Dominican Republic to trial four-day work week: Can it work globally?

It’s the first Caribbean country to trial such a move, amid a growing global call for such shifts.

The flag of the Dominican Republic
The pilot follows successful four-day work week trials in countries such as UK and Iceland [File: Tatiana Fernandez/AP Photo]

In February, the Dominican Republic will become the first Caribbean nation to test a four-day work week, following similar trials in countries such as the United Kingdom.

The six-month pilot will be voluntary for companies and will not involve a pay cut for participating employees.

Growing calls for a shorter work week have stemmed from COVID-19-era discussions and anecdotes that long and in-person work hours do not necessarily guarantee higher productivity.

So what is the four-day work week trial in the Dominican Republic, and has it had success elsewhere?

What is the Dominican Republic’s four-day work week trial?

Beginning in February, organisations in the Caribbean nation can choose whether to implement a six-month-long trial of a four-day work week.

The standard week will drop to 36 hours from 44 hours, typically running from Monday through to Thursday. Employees will continue to earn the same salaries.

Some of the companies expected to participate in the trial run include the government’s national health insurance agency; power company EGE Haina; Claro, a Latin American telecommunications company; and IMCA, a heavy equipment business.

A local university has been tasked with analysing the results, including any health changes in workers and the relationship between work and their personal lives.

How does a four-day work week actually … work?

In a four-day work week, the workload typically remains the same. But companies, managers and their teams are forced to prioritise even more than they otherwise have to, cutting out, perhaps, some meetings.

But there’s something else too that a four-day week model must emphasise, according to the Dominican Republic’s Labour Minister Luis Miguel de Camps.

“It prioritises people, improving health and wellbeing, and promoting a sustainable and environmentally friendly productivity,” said de Camps.

Where has a four-day work week been trialled — and what happened?

Several countries around the world have tested or legislated a four-day work week, particularly since COVID-19, which reignited conversations around workplace flexibility, productivity, and work-life balance.

In 2023, the UK launched what is considered the largest trial of a four-day work week and found positive results. A total of 61 companies joined the trial, and 56 extended it, with 18 making the switch permanent.

About 2,900 employees were part of the pilot in the UK. Surveys taken before and after the trial found reduced stress levels within staff.

More than half of the surveyed employees said it was easier to balance work and home responsibilities, while 40 percent also said they were sleeping better.

Some of the other benefits that emerged from the UK trial included:

  • Employees ended up taking less sick leave since they had more time to physically and mentally recuperate from work and associated stress.
  • Gender parity improved. Men contributed more to household and family tasks when they had three-day weekends.

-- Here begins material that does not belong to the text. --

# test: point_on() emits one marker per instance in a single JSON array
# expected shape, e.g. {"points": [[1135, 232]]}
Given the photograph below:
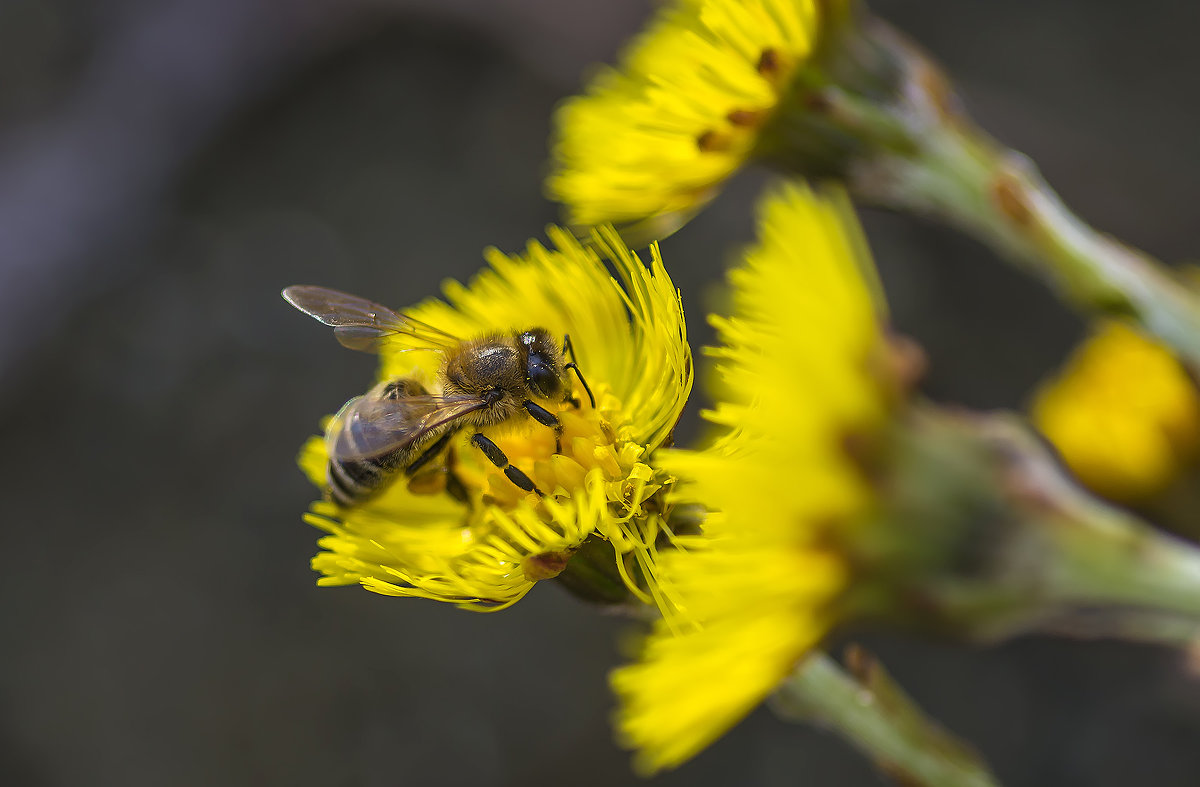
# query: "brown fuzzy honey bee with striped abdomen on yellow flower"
{"points": [[400, 428]]}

In Japan, where death by overwork killed close to 3,000 people in 2022, larger companies such as Microsoft have tested the four-day work week and found positive results.

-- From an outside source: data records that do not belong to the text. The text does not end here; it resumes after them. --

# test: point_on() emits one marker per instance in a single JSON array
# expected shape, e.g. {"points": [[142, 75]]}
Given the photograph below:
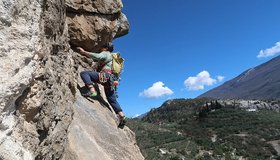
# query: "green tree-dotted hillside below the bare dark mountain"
{"points": [[183, 129]]}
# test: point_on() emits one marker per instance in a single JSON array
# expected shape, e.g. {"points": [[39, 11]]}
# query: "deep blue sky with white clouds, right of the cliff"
{"points": [[182, 48]]}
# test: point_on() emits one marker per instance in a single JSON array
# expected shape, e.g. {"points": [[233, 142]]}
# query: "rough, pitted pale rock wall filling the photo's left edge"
{"points": [[37, 75]]}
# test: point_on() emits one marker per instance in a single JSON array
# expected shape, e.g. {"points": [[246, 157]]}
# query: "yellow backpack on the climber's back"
{"points": [[117, 64]]}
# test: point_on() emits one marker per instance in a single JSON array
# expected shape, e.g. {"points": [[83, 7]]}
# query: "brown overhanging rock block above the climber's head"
{"points": [[93, 23]]}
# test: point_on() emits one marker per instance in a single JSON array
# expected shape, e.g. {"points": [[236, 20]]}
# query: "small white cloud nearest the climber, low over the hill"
{"points": [[157, 90]]}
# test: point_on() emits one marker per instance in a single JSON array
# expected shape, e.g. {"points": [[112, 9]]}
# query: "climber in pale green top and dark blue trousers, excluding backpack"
{"points": [[103, 75]]}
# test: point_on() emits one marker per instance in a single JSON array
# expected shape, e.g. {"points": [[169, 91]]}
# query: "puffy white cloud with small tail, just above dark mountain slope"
{"points": [[201, 80]]}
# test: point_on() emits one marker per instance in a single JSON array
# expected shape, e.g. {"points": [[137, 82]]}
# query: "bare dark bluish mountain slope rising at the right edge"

Are there other success stories?

Iceland trialled a shorter work week between 2015 and 2019. Approximately 2,500 public sector employees participated in it.

The results: Workers were less stressed, and productivity did not suffer.

The trial, that Iceland’s labour unions renegotiated contracts for more than 85 percent of the country’s workforce to reduce work hours.

But are all four-day work weeks the same?

In February 2022, Belgium became the first European country to legislate a shorter work week. Employees can choose to work four days a week instead of five, without losing their salary.

But there’s a catch: They must still work 40 hours. In other words, those who choose the four-day work week must work 10 hours a day.

In 2021, the United Arab Emirates government announced that all public sector organisations would operate for four and a half days per week. However, employees in the country still spend some of the highest hours at work, at an average of 52.6 hours per week per employed person.

How about going longer rather than shorter?

In India, recent calls for a 70-hour week have sparked heated debate.

In 2023, Narayana Murthy, the iconic co-founder of Indian multinational technology company Infosys, made the recommendation saying it could boost productivity and the country’s economy.

India’s economy is already the fastest-growing among G20 nations. And Indians already work an average of 47.7 hours a week, which is higher than the 36.4 average in the United States or 36.6 in Japan, according to the International Labour Organisation.

In China, some firms practice a “996” work culture, in which employees work from 9am to 9pm, six days a week. The average work week, however, is 46.1 hours.

Still, Murthy suggested that the younger generation is not hardworking enough.

“India’s work productivity is one of the lowest in the world. Our youngsters must say: This is my country, I want to work 70 hours a week,” he said during a podcast. India’s labour unions have hit back at Murthy’s comments.